Professor’s tips for merchandising and marketing

Colleen Young, Associate Culture Editor

Teaching students about the textile industry is this professor’s trait. With 34 years of teaching experience, Liza Abraham, an assistant professor of fashion and textile technology, has seen the industry change across the globe.

“I was always intrigued by the beautiful and colorful textiles of India, also I used to sew a lot in my younger days,” Abraham said.

She went on to study textiles and clothing. Abraham earned her bachelor of science from the University of Bombay in 1978 and her master of science from the University of Bombay in 1980. After receiving her master’s, Abraham was motivated to continue, so she came to the United States and earned her Ph.D. from Iowa State University in 1992.

She’s been teaching since 1980, beginning with seven years in India at the University of Bombay, then three and a half years at Oklahoma State. She has been at Buffalo State since 1997.

“A desire to share what I had learned was what got me interested in teaching,” Abraham said.

She now teaches courses on issues in fashion merchandising, computer applications in buying merchandise and research methods in fashion merchandising.

Through the years, Abraham has seen education in the industry change. The industry is more focused on using technology and understanding the customer and what makes them buy certain brands.

She said she caters more to preparing students for the workplace, updating her curriculum so students are prepared for jobs in the industry. She teaches courses on creativity, exposing her students to innovative strategies and processes that retailers use today in the workplace.

In both countries that she’s lived in, she said India and the U.S. are looking for creativity in design and the conceptualizing of projects.

“Both are focusing on the needs and wants of the consumer group,” Abraham said.

However, she said India is now marketing toward its middle class.

“Today there are a lot more middle-class Indians who are spending a lot on luxury goods, and also the youngsters today are wearing more western clothing being influenced by Western media,” she said.

Fashion and textile technology is a tough business. Abraham tells her students that they need to have people skills, the ability to be quick on their feet, a passion for what they’re doing and creativity to succeed. She said her former students have gone into jobs in buying, merchandising, and the communication aspect of advertising and promotion. Some of her other students have become buyers in New York City and Buffalo, senior merchandisers and store managers.

To prepare her students for these positions, Abraham tries to use examples of different kinds of retailers and merchandisers, business models, case studies related to big department stores and the different strategies they use.

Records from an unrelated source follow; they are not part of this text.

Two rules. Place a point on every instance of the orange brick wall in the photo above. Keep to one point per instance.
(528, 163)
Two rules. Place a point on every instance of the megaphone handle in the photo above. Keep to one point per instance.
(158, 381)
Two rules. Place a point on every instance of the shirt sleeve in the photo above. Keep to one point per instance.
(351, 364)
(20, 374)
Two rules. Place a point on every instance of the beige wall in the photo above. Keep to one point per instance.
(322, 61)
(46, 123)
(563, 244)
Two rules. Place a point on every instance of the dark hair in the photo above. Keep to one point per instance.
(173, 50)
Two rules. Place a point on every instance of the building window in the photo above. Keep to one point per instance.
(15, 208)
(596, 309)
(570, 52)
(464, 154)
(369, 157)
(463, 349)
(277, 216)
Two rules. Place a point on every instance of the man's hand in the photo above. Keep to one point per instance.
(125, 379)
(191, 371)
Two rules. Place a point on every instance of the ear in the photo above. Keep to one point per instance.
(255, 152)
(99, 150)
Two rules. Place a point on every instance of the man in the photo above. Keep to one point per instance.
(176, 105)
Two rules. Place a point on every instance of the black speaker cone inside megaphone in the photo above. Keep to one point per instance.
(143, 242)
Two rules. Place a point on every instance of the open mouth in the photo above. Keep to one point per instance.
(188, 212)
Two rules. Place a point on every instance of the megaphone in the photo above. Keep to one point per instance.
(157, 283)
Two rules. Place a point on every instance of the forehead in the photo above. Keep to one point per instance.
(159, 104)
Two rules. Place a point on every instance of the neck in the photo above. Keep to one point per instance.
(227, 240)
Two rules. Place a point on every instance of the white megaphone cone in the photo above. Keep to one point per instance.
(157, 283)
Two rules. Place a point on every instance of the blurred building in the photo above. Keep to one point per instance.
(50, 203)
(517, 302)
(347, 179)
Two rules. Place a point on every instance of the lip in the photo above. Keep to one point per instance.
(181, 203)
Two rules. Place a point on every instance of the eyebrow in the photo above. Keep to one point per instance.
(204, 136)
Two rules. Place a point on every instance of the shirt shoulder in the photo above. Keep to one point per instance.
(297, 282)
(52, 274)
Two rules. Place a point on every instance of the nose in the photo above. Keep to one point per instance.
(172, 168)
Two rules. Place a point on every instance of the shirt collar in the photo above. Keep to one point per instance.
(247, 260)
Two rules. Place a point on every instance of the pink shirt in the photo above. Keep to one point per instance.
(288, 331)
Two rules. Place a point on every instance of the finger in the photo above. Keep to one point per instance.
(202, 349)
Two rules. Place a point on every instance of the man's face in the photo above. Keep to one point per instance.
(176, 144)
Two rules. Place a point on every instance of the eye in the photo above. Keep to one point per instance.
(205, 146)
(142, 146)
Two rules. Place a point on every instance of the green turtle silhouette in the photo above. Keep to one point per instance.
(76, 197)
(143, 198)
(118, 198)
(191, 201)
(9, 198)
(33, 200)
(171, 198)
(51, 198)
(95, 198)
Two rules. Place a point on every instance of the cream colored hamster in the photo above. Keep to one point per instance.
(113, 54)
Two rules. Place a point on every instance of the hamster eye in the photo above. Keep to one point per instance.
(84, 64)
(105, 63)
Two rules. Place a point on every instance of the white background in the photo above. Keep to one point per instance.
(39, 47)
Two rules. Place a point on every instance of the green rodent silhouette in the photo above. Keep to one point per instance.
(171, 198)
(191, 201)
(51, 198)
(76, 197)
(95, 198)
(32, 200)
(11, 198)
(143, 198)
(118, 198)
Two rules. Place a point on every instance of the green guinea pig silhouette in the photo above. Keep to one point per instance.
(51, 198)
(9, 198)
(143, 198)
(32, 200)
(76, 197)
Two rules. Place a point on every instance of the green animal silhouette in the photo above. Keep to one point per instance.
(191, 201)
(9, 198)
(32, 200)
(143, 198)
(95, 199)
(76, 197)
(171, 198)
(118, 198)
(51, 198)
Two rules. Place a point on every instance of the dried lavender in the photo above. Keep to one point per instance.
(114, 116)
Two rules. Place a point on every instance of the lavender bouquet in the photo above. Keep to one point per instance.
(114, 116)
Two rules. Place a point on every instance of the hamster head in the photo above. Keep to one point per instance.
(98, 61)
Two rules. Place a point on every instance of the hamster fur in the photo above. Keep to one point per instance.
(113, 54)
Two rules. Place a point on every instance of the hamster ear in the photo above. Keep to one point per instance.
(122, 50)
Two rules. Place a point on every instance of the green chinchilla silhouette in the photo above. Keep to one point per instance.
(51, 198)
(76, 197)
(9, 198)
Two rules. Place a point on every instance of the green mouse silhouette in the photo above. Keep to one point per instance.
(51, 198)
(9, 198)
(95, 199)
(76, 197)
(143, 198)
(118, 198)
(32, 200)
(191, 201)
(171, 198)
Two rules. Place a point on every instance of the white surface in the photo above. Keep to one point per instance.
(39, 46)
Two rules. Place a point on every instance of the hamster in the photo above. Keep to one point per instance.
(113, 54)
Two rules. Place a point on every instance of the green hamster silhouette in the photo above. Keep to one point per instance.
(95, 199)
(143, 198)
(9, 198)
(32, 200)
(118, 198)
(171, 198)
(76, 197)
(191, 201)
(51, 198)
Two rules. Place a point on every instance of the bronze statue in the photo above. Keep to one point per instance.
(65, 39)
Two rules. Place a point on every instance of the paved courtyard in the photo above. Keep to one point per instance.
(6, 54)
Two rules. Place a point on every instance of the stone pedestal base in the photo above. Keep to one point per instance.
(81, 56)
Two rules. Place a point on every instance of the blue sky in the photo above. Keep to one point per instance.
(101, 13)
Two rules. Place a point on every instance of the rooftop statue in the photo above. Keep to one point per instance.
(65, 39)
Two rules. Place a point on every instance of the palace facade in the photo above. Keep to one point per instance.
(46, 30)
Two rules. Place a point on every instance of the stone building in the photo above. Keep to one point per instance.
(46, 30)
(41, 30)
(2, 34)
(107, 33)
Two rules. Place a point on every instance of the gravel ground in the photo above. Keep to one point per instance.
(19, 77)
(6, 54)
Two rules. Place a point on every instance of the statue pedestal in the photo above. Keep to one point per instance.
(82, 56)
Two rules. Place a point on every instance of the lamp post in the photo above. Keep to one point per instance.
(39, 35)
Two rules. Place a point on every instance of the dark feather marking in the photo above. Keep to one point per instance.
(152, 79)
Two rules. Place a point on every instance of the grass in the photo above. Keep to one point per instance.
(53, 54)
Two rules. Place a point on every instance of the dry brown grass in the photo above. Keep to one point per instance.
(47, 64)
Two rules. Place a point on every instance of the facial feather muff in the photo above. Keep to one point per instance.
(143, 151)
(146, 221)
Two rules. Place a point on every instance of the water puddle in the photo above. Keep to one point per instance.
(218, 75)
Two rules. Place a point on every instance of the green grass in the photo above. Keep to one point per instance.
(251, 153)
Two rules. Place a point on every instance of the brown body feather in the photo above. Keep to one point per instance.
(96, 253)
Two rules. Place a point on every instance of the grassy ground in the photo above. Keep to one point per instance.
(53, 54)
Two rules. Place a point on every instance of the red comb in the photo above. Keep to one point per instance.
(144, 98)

She said her students must be energetic, have the ability to creatively solve problems, have a liking for people, work long hours and adapt quickly to new ways of doing things.

One project that’s helping them hone these qualities is their collaboration with thrift shop Goodwill Industries.

Goodwill’s goal is to hire underprivileged people in the community. Its current goal is to increase the number of people they hire, so it is trying to improve sales by focusing on what it sells and the stores’ presentation.

The corporation approached the design department with the idea for students to help them.

“I teach research methods, so I was excited with the opportunity to do an applied research project,” Abraham said.

Buffalo State students have paired off to visit and take pictures of one of the nine Buffalo-area Goodwill stores assigned to them, in order to understand the difference between selling space versus non-selling space, and to create floor space plans.

The students were provided with a hand drawn floor space with dimensions. Now they’re using SmartDraw to create the floor plans in 2-D computer rendering to plan the layout of the merchandise in detailed arrangement on the selling space.

Abraham said the students are in the final stages of their projects, and next they’ll hope for client approval of their suggestions.

In the classroom and throughout projects like the partnership with Goodwill, Abraham said she enjoys getting to know the students.

She said, “I make sure they understand the subject matter and I make sure they succeed in the future career that they plan to have.”